Some of the author’s most celebrated tales clearly reference both the island and nearby Charleston in great detail. His 1843 story, The Gold-Bug, was set on Sullivan’s Island and notably borrows from the local folklore with tales of buried treasure. Additionally, his subsequent writings, like The Balloon Hoax in 1844 and The Oblong Box in 1850, also reference Charleston.
Drive around the island and you’ll notice streets named after the author and his works, including Raven Drive and Poe Avenue. Middle Street, the main drag on Sullivan’s Island, is where locals and tourists alike grab a bite to eat at the famous Poe’s Tavern.

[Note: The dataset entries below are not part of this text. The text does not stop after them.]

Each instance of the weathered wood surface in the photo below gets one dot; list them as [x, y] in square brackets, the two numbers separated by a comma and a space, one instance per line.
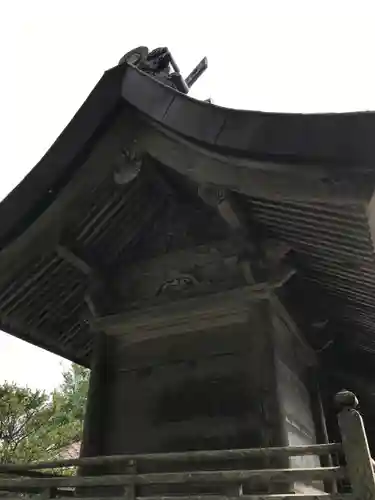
[215, 497]
[356, 448]
[196, 477]
[192, 456]
[251, 497]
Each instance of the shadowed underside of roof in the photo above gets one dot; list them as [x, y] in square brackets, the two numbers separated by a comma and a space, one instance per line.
[306, 180]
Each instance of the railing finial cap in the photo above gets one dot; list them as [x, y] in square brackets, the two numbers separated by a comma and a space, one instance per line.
[346, 399]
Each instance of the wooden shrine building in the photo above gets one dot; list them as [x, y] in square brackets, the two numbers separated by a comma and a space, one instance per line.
[214, 267]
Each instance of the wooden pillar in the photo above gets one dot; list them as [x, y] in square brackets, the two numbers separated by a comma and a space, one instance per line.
[330, 486]
[357, 453]
[94, 430]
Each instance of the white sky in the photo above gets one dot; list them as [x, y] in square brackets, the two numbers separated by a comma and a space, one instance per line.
[297, 56]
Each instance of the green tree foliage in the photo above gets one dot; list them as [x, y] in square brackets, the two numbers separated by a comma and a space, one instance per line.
[35, 425]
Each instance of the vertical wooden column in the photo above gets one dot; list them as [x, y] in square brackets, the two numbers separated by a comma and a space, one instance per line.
[262, 365]
[330, 486]
[356, 449]
[94, 430]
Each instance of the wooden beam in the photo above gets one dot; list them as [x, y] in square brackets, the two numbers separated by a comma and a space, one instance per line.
[76, 261]
[184, 315]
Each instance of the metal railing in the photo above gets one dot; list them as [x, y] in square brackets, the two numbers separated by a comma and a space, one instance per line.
[199, 471]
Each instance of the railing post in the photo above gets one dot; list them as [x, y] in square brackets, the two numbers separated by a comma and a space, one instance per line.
[355, 445]
[130, 493]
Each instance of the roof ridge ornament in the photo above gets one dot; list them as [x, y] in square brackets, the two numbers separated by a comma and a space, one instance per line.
[161, 65]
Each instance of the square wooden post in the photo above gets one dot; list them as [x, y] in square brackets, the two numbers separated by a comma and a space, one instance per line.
[356, 448]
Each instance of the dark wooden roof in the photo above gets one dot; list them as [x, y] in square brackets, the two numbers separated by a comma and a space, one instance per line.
[307, 180]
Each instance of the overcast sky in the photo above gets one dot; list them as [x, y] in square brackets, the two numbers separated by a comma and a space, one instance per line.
[296, 56]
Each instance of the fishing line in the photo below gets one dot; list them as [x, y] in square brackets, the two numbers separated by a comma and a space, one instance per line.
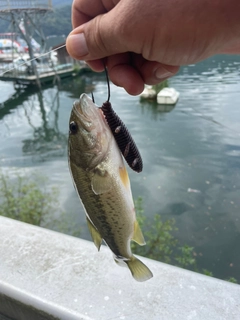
[24, 63]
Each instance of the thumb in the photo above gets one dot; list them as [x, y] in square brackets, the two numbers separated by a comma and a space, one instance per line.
[96, 39]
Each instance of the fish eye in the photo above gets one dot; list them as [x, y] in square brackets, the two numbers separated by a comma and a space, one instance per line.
[73, 127]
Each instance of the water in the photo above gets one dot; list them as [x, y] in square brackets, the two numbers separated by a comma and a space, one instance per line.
[195, 145]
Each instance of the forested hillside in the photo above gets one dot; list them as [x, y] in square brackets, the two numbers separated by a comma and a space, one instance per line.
[57, 22]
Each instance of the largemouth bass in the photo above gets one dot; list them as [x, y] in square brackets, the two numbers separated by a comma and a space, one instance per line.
[102, 183]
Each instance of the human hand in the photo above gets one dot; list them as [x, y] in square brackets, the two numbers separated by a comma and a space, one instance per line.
[145, 42]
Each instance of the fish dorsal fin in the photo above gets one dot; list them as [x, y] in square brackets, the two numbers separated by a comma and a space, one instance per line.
[101, 181]
[137, 234]
[97, 239]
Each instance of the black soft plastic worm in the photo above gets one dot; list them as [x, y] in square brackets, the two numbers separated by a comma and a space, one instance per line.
[121, 134]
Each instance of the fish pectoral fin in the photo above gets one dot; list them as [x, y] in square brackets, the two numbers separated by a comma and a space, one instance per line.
[97, 239]
[101, 181]
[137, 234]
[139, 270]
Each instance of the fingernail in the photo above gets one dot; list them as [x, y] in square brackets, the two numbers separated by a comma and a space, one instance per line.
[162, 73]
[78, 45]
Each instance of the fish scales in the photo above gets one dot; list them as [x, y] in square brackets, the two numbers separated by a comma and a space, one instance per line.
[102, 183]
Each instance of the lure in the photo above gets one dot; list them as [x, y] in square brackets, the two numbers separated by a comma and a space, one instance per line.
[121, 134]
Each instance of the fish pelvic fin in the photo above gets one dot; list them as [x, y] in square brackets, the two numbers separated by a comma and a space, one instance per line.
[139, 270]
[97, 239]
[137, 234]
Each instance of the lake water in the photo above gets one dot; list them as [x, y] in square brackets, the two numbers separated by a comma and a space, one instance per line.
[195, 145]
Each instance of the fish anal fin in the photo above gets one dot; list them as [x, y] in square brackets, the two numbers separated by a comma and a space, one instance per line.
[101, 181]
[137, 234]
[139, 270]
[97, 239]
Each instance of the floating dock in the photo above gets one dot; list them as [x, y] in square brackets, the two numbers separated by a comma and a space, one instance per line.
[33, 80]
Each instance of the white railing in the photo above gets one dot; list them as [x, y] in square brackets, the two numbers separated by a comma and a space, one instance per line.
[48, 275]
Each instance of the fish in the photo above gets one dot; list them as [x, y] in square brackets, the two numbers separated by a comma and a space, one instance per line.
[102, 183]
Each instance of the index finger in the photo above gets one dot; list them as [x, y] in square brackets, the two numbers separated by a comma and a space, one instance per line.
[85, 10]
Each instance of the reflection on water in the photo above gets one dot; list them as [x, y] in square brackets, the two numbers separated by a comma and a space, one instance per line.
[194, 145]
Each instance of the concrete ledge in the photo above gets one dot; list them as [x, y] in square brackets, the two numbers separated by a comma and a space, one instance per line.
[47, 275]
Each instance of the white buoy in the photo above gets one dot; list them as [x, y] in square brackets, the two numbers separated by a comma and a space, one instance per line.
[167, 96]
[148, 93]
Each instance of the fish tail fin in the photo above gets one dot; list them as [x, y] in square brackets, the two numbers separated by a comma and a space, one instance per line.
[139, 270]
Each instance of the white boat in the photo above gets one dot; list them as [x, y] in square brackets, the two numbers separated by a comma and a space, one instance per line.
[167, 96]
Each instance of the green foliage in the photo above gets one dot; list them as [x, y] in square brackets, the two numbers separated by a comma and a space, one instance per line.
[58, 22]
[161, 245]
[28, 199]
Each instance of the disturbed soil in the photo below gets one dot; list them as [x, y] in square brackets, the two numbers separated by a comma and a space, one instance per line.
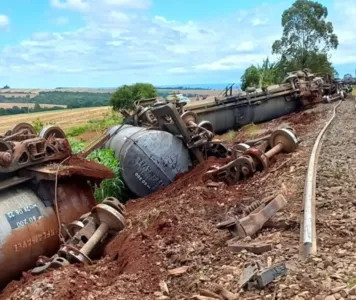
[171, 248]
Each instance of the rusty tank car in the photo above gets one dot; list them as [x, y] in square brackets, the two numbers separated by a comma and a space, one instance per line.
[37, 194]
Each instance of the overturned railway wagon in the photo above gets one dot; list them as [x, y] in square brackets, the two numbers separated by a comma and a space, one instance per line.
[260, 105]
[37, 195]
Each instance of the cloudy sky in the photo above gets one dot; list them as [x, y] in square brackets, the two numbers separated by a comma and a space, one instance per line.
[106, 43]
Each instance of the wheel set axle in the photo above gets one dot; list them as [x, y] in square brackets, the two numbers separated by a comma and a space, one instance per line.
[249, 159]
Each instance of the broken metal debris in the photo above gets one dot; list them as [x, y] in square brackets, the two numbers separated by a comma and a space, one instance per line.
[254, 221]
[83, 236]
[257, 248]
[255, 276]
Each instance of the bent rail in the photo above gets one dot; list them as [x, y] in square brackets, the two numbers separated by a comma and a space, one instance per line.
[308, 230]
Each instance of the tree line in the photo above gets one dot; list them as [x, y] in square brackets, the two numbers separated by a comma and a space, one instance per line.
[306, 41]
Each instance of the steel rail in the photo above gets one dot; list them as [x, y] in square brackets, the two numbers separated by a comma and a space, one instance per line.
[308, 230]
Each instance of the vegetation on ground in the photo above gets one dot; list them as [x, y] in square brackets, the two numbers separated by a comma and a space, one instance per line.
[125, 96]
[306, 41]
[110, 119]
[114, 187]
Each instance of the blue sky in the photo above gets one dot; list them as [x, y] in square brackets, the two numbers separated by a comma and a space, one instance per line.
[106, 43]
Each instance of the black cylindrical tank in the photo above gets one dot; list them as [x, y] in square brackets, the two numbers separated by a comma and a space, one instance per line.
[149, 159]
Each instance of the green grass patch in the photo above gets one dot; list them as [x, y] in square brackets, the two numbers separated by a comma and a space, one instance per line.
[114, 187]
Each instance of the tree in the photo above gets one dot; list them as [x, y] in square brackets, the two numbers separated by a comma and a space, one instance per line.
[263, 75]
[125, 96]
[306, 33]
[37, 107]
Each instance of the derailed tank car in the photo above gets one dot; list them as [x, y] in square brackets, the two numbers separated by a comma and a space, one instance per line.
[42, 187]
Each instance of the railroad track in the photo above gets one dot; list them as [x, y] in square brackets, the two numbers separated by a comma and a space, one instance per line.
[328, 205]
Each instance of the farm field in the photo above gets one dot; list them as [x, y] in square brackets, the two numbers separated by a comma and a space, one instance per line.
[31, 105]
[63, 118]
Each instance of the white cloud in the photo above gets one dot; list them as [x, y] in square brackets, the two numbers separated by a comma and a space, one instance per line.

MODERN ENTERTAINMENT & AMENITIES
Though there is history everywhere you look on Sullivan’s Island, the town has plenty of modern amenities to meet the needs of both tourists and locals. From fine dining opportunities to eclectic shopping boutiques, those who live on Sullivan’s Island can easily enjoy the comforts of a traditional city and the peaceful quiet of beach town living.
Make a stop at the Edgar Allan Poe Library or enjoy one of the many popular restaurants in the area, such as Poe’s Tavern, Sullivan’s Restaurant, SALT at Station 22 Restaurant, The Obstinate Daughter, and Dunleavy’s Pub. You’ll also find sweet shops, ice cream parlors, and other eateries to satisfy your cravings.
As a coastal beach town, there are also many outdoor activities to be enjoyed as well. Kiteboarding, kayaking, and surfing are popular on the island’s beaches. If you’re not a fan of getting in the ocean, consider taking in a gorgeous sunset in solitude at Thompson Park.
In the rare case that you can’t find what you’re looking for on Sullivan’s Island, downtown Charleston is only about a 15-minute drive away. With its ideal mix of modern amenities, relaxing beaches, and rich history, Sullivan’s Island is one of the best places to vacation or plant your roots.